A few years later, at the inspiration and guidance of Bishop Richard Smith, a new and more honourable baptismal fount was installed at the entrance of the nave. At the same time, a five foot statue of St. Columbkille, the patron saint, was custom made and installed in a prominent place at the front of the church.
In 2019, the final main stained glass window was reinstalled into the Cathedral walls after many years of tireless work of painstaking restoration. That same year, the Cathedral’s signature organ was refurbished and updated with modern electronics. In addition, the entire parking lot was repaved.
Cheney, David M. 2013. Bishops; Dioceses. Accessed January 2020. http://www.catholic-hierarchy.org/.

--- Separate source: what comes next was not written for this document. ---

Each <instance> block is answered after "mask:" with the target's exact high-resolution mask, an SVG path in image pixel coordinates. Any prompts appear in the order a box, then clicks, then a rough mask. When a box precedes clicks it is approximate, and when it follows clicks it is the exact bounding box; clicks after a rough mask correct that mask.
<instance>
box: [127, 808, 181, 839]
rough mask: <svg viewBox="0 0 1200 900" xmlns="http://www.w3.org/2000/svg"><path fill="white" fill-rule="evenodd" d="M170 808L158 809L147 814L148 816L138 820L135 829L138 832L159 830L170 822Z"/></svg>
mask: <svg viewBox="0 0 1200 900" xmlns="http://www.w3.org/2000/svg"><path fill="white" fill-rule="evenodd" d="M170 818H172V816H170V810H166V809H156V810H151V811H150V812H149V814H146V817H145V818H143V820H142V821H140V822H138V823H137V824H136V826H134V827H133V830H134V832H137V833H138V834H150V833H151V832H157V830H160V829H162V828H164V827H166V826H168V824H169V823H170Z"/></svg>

Diocese of Pembroke. 2015. “Parish Profile: St. Columbkille Cathedral, Pembroke.” Edited by Heather Coughlin. Ecclesia(Pappin Communications) 17.
Diocese of Pembroke. 2013. “Pembroke’s Pioneer Cemetery.” Edited by Heather Coughlin. Ecclesia (Pappin Communications) 11.
Diocese of Pembroke. 2014. “Refurbishing Cathedral’s historic stained-glass windows.” Edited by Heather Coughlin. Ecclesia (Pappin Communications) 16.
Grey Sisters of the Immaculate Conception Pembroke. Unknown. “Grey Sisters of the Immaculate Conception Pembroke, Ontario Twenty Years After.” Catholic Health Alliance of Canada. Unknown Unknown. Accessed January 2020. https://www.chac.ca/about/history/books/sisters/Grey%20Sisters%20Pembroke%2020th.pdf.
Hamilton, James Eldon, and John Delbert Hamilton. 1976. Our Heritage. Pembroke, Ontario: Donald F. Runge Limited.
Legeer, Rev Joseph C. 1988. Lift Up Your Hearts: A History of the Roman Catholic Diocese of Pembroke. Kingston, Ontario: Brown & Martin Ltd.
Patterson, Jackie Ryan. 2009. Pembroke – A Glimpse Into the Past. Renfrew: Custom Printers of Renfrew Ltd.